Nahrungsmittel oder Kraftstoff?

Als der Generalsekretär der Vereinten Nationen, Ban Ki-moon, vor kurzem die Antarktis besuchte, war er von dem schmelzenden Eis beeindruckt, das er dort sah. Dann reiste er nach Brasilien, wo er von der Nutzung von Biokraftstoff beeindruckt war, mit dem ein Viertel des Kraftfahrzeugverkehrs des Landes betrieben wird. Aus Raps gepresstes Öl kann als Diesel genutzt werden, und aus Mais und Zuckerrüben kann Äthanol gewonnen werden, um Benzin zu ersetzen.

Die UNO teilt mit vielen Ländern die Ansicht, dass Biokraftstoff eine Option zur Bekämpfung des Klimawandels darstellt. Die Vereinigten Staaten subventionieren die Produktion von Äthanol aus Mais großzügig, wobei der Ertrag dort gegenwärtig um 12 % pro Jahr steigt und weltweit um fast 10 %. Die EU-Länder haben die Produktion von Biokraftstoff 2006 mit € 3,7 Milliarden subventioniert und beabsichtigen, 8 % ihres Motorenkraftstoffs bis 2015 und 20 % bis 2020 damit abzudecken. Das Protokoll von Kyoto gestattet es den Ländern, ihre angestrebte Reduktion des CO2-Ausstoßes durch den Austausch fossiler Brennstoffe durch Biokraftstoffe zu erreichen.

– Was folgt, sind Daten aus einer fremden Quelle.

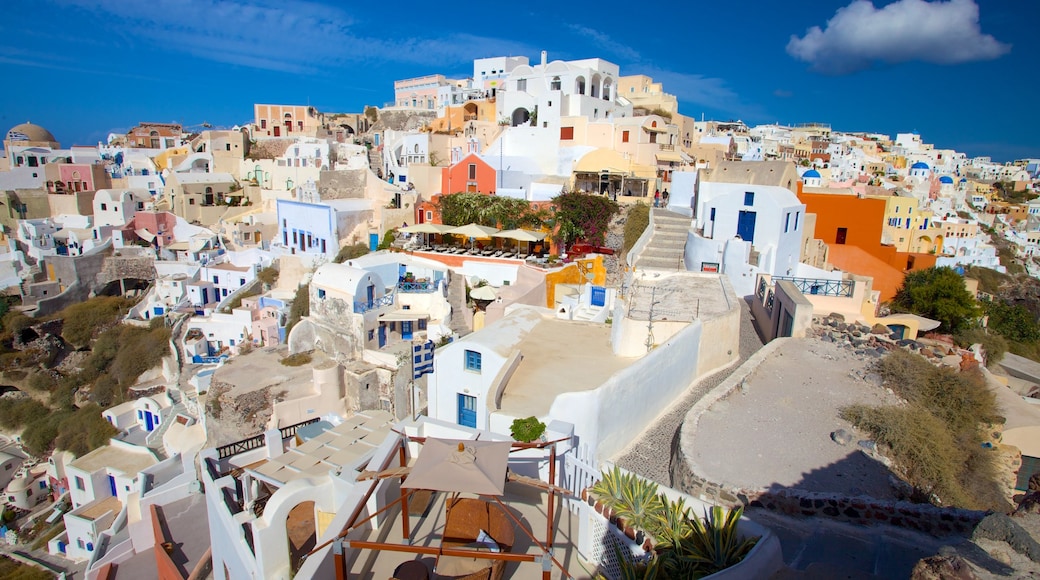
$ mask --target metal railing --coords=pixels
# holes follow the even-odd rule
[[[766,295],[766,312],[768,312],[770,315],[773,314],[773,298],[773,290],[770,289],[769,294]]]
[[[787,276],[773,276],[773,280],[787,280],[798,288],[802,294],[816,296],[837,296],[839,298],[851,298],[856,287],[854,280],[827,280],[824,278],[791,278]]]
[[[246,451],[252,451],[254,449],[260,449],[264,446],[264,434],[254,435],[249,439],[243,439],[241,441],[235,441],[234,443],[228,443],[227,445],[221,445],[217,447],[217,458],[227,459],[239,453],[245,453]]]
[[[758,281],[758,299],[761,300],[766,297],[766,279],[762,278]]]
[[[307,419],[306,421],[301,421],[301,422],[299,422],[299,423],[297,423],[295,425],[289,425],[288,427],[282,427],[281,429],[278,429],[278,432],[282,434],[282,440],[285,440],[285,439],[288,439],[290,437],[295,437],[296,436],[296,432],[300,430],[300,427],[303,427],[304,425],[310,425],[311,423],[317,423],[318,421],[319,421],[319,418],[318,417],[314,417],[313,419]]]
[[[405,294],[428,294],[437,290],[436,282],[398,282],[397,290]]]
[[[355,302],[354,303],[354,314],[364,314],[370,310],[382,308],[384,306],[393,306],[394,304],[394,293],[386,294],[381,298],[376,298],[368,302]]]

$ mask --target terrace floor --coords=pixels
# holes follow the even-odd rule
[[[541,490],[537,490],[526,485],[509,482],[506,483],[506,494],[502,497],[502,502],[512,509],[513,514],[525,525],[529,530],[533,531],[534,537],[538,538],[539,541],[545,539],[546,532],[546,496],[547,493]],[[412,513],[422,512],[421,516],[410,516],[409,521],[411,525],[411,545],[416,546],[429,546],[437,547],[441,543],[441,536],[444,531],[444,520],[445,520],[445,501],[452,494],[445,492],[434,492],[429,504],[425,510],[422,506],[413,505],[414,502],[409,503],[409,511]],[[414,498],[413,494],[411,498]],[[555,536],[553,538],[555,544],[555,557],[560,564],[562,564],[567,571],[574,578],[579,579],[591,579],[592,570],[589,564],[581,562],[578,559],[577,541],[578,541],[578,518],[571,514],[566,506],[562,505],[563,502],[559,496],[556,499],[556,505],[554,506],[554,521],[555,521]],[[383,541],[387,543],[399,543],[405,544],[402,540],[402,524],[401,524],[401,510],[400,507],[395,506],[392,510],[393,516],[388,519],[384,525],[378,529],[369,530],[365,532],[354,532],[350,534],[350,539],[354,540],[369,540],[369,541]],[[424,563],[427,570],[430,571],[430,578],[435,578],[433,574],[434,565],[437,559],[435,555],[427,554],[408,554],[405,552],[390,552],[390,551],[376,551],[368,549],[349,550],[351,554],[348,560],[348,577],[357,578],[364,580],[383,580],[385,578],[391,578],[394,575],[394,570],[401,565],[403,562],[409,560],[418,560]],[[514,534],[514,546],[510,553],[513,554],[540,554],[541,550],[531,541],[528,537],[520,530],[516,530]],[[489,561],[490,562],[490,561]],[[511,562],[506,566],[504,578],[540,578],[541,577],[541,564],[535,562]],[[555,566],[552,570],[552,578],[554,580],[562,577],[562,574]]]

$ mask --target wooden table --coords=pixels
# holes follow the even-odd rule
[[[402,562],[394,570],[394,578],[397,580],[429,580],[430,571],[426,569],[426,564],[418,560],[409,560]]]

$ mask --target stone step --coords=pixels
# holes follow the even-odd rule
[[[640,259],[636,262],[636,268],[639,270],[683,270],[685,269],[682,262],[679,260],[661,260],[659,258],[651,258],[649,260]]]
[[[643,253],[639,255],[639,259],[661,258],[664,260],[678,260],[681,259],[683,255],[684,252],[682,250],[644,250]]]

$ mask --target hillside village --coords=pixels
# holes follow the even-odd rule
[[[621,73],[542,52],[359,112],[11,127],[0,552],[690,577],[722,506],[757,539],[699,575],[1037,574],[1040,159],[696,120]],[[467,461],[490,488],[414,481]]]

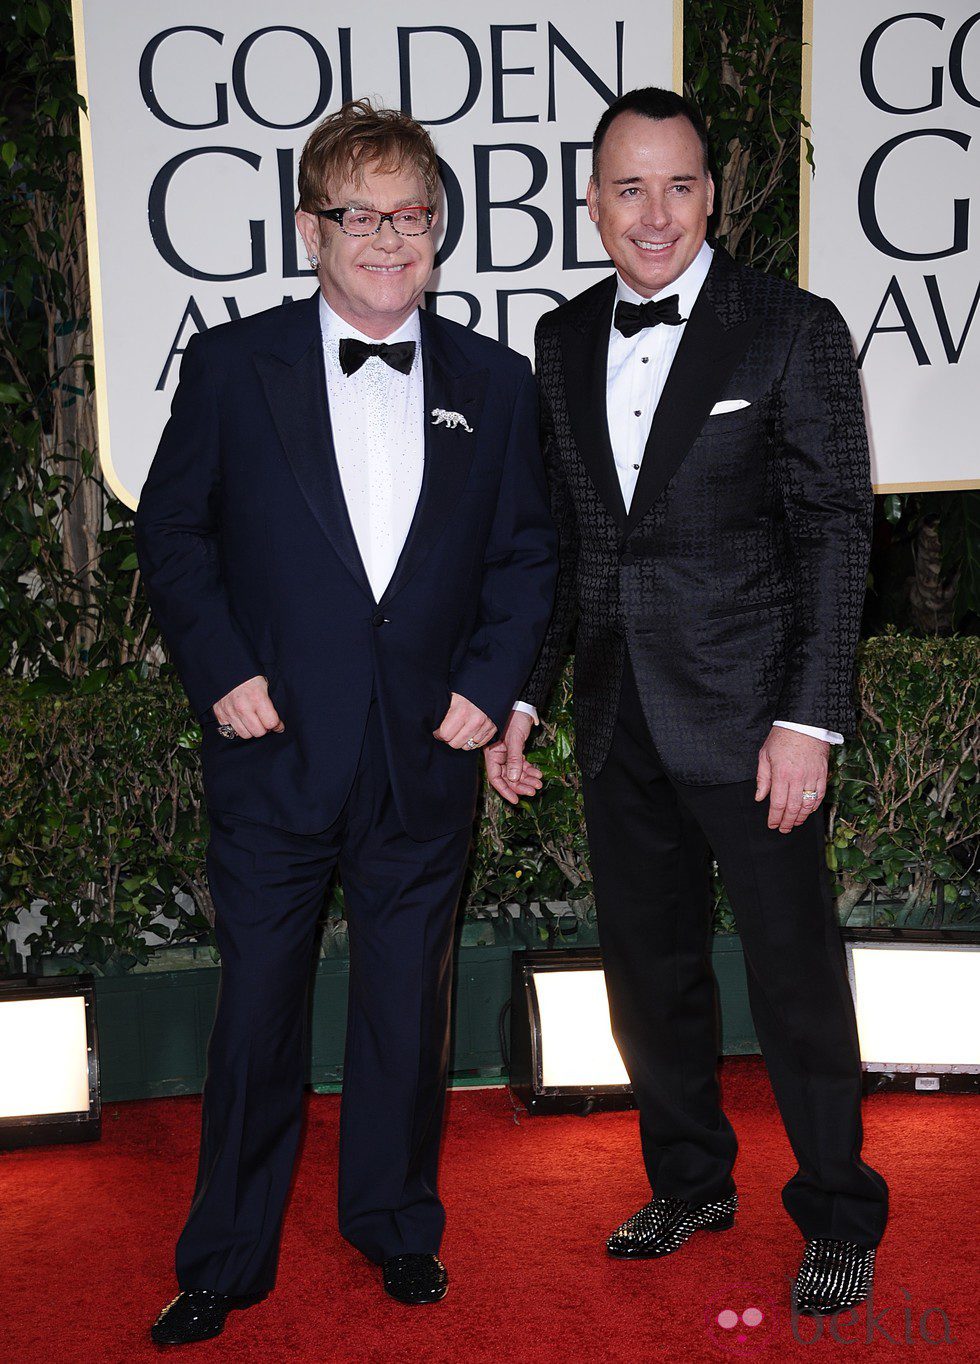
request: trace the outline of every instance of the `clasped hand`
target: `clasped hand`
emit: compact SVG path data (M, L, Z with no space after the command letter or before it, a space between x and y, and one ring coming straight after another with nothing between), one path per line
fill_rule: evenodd
M496 732L497 726L479 706L454 691L442 724L432 731L432 737L450 748L482 748Z
M231 725L239 739L261 739L270 730L286 728L269 698L269 679L250 677L211 707L219 725Z
M522 796L533 796L541 790L541 770L524 756L533 723L524 711L512 710L501 738L484 750L487 780L511 805L516 805Z

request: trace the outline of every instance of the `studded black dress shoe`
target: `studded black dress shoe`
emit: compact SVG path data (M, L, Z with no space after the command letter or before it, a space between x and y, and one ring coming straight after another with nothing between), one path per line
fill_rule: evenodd
M393 1255L382 1266L385 1292L417 1306L446 1296L449 1275L438 1255Z
M617 1227L606 1250L618 1260L651 1260L680 1250L696 1231L727 1231L735 1225L738 1194L717 1203L654 1198Z
M251 1307L260 1296L233 1298L207 1288L178 1293L150 1327L150 1339L156 1345L192 1345L198 1340L211 1340L225 1329L229 1312L236 1307Z
M853 1241L807 1241L793 1285L793 1306L806 1316L830 1316L864 1302L875 1276L875 1252Z

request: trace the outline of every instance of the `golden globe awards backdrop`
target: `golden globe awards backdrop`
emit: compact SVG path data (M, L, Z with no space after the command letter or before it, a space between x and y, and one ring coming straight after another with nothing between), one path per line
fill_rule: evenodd
M530 353L608 262L589 143L680 87L680 0L74 0L100 456L135 505L196 330L316 287L293 223L311 127L367 95L425 123L445 216L427 306Z
M850 325L876 489L980 487L980 0L805 20L801 283Z

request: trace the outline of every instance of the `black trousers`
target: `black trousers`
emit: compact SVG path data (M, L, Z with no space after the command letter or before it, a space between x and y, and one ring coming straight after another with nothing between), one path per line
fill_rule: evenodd
M273 1285L300 1132L314 936L338 863L351 953L340 1230L377 1262L438 1251L453 929L470 837L467 827L416 843L404 832L376 706L346 807L322 834L211 815L221 989L197 1188L177 1244L181 1288L237 1295Z
M755 782L683 786L664 772L627 661L609 757L583 779L613 1033L657 1197L734 1189L736 1139L716 1075L709 847L745 952L749 1002L798 1170L783 1203L807 1238L874 1246L885 1181L861 1159L854 1008L818 815L769 829Z

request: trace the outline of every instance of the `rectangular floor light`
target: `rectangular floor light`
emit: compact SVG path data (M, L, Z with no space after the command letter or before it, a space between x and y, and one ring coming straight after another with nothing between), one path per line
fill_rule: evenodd
M845 933L871 1088L980 1089L980 933Z
M529 1113L633 1106L595 948L514 953L510 1087Z
M101 1130L92 977L0 979L0 1148Z

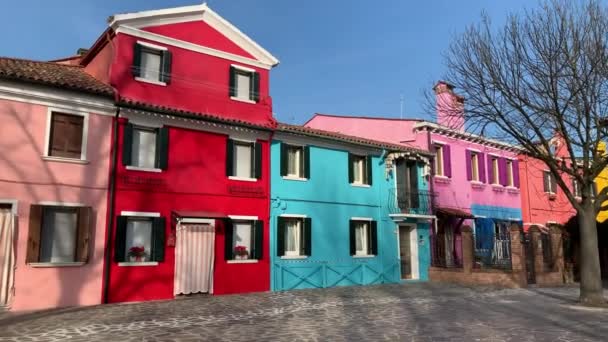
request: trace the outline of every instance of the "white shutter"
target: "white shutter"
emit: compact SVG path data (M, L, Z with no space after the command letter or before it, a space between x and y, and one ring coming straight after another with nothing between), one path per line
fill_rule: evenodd
M245 246L247 247L247 252L249 252L249 257L252 257L251 251L251 231L252 231L252 223L251 222L235 222L234 225L234 234L232 235L232 248L236 246Z
M160 80L160 53L142 52L141 77L147 80Z
M154 168L156 160L156 132L153 130L135 129L131 150L133 166Z
M125 255L128 255L129 249L135 246L143 246L146 252L146 260L150 260L152 255L152 220L128 221Z
M236 74L236 97L239 99L249 100L250 78L249 74Z
M76 223L73 210L44 210L40 248L41 262L74 262L76 253Z
M234 162L237 177L251 178L251 146L235 144Z

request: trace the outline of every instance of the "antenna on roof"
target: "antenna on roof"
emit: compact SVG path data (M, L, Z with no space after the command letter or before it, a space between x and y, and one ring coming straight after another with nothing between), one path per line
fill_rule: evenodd
M399 95L399 118L403 119L403 93Z

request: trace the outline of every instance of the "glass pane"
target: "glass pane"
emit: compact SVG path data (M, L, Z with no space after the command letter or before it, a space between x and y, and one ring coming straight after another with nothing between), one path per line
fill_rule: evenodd
M160 53L142 52L140 75L147 80L160 81Z
M355 224L355 250L357 255L367 254L367 223Z
M235 144L234 145L234 167L235 176L251 178L251 145L249 144Z
M302 149L299 147L290 147L287 150L287 174L289 176L301 177L300 162Z
M156 132L153 130L135 129L131 163L133 166L154 168L156 160Z
M45 209L42 221L41 262L73 262L76 253L74 209Z
M443 176L443 148L437 146L437 155L435 156L435 175Z
M141 261L149 260L152 253L152 220L129 220L125 248L128 259L139 256Z
M355 157L353 165L353 178L355 183L363 183L363 158Z
M287 221L286 229L285 255L300 255L300 221Z
M237 222L234 224L234 234L232 235L232 248L235 257L251 256L251 222Z
M249 100L250 78L249 74L236 74L236 97L239 99Z

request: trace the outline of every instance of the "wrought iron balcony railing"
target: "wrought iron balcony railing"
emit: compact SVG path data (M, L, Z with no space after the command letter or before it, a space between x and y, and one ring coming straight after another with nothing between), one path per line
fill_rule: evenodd
M435 194L427 190L392 188L388 191L388 203L391 214L433 215Z

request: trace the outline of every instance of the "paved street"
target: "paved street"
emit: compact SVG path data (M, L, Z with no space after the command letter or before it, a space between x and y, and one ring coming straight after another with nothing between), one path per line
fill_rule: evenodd
M0 341L606 341L608 309L577 295L411 284L200 296L5 316Z

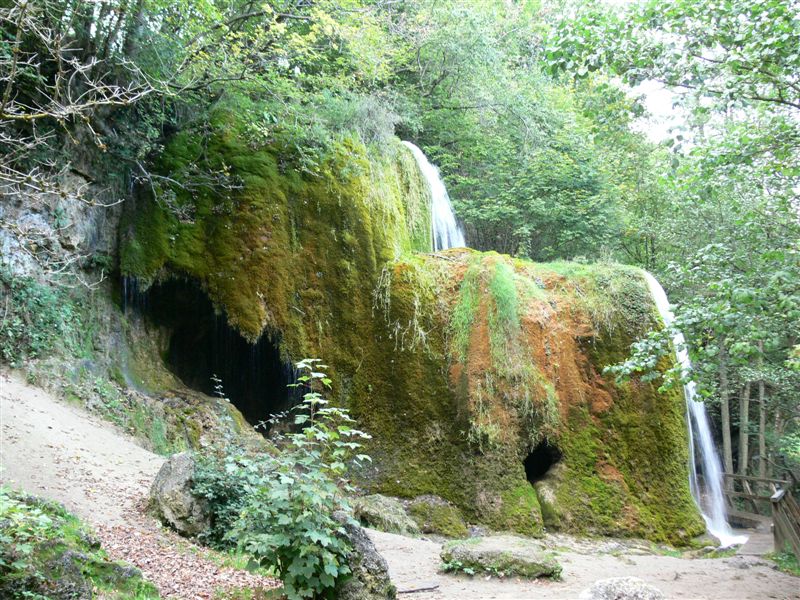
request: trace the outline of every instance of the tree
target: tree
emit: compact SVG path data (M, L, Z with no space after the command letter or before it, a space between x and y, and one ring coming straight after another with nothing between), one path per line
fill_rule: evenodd
M653 236L656 252L630 256L673 291L694 378L720 403L727 469L738 412L742 473L749 462L748 390L758 390L759 472L796 427L796 400L773 395L784 386L790 394L798 389L791 371L800 334L798 16L797 2L770 0L646 1L620 10L593 3L554 19L542 54L568 79L599 70L631 85L660 81L687 110L672 155L661 159L657 229L631 221L634 236ZM642 367L637 356L657 346L638 346L625 368ZM738 408L729 406L736 390ZM772 432L768 422L775 423Z

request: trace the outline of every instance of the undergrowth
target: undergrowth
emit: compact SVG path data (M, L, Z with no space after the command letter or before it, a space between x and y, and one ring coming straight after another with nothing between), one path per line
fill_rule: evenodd
M789 550L772 552L766 554L764 558L774 562L780 571L800 577L800 561L798 561L797 557Z
M141 573L110 562L99 542L61 505L0 487L0 597L150 600Z
M12 275L0 267L0 361L19 367L58 344L81 355L83 314L69 290Z
M356 454L368 436L324 398L331 381L322 368L316 359L297 363L297 385L307 392L291 411L295 431L275 438L280 452L206 458L194 476L194 492L212 512L209 541L273 566L290 600L334 597L350 576L344 525L356 522L346 473L369 459Z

Doch stellt das Verbrennen von Nahrungsmitteln, anstatt sie zu essen, wirklich eine kluge und ethisch annehmbare Strategie dar? Wenn wir zulassen, dass Nahrungsmittel zur Herstellung von Biokraftstoffen verwendet werden, werden dadurch die Lebensmittelpreise an den Ölpreis gekoppelt, wie der Präsident des deutschen Bauernverbands freudig bekanntgab. Tatsächlich steigen derzeit in Europa die Lebensmittelpreise, weil immer mehr Ackerland für Biokraftstoffe anstatt für die Nahrungsmittelproduktion verwendet wird.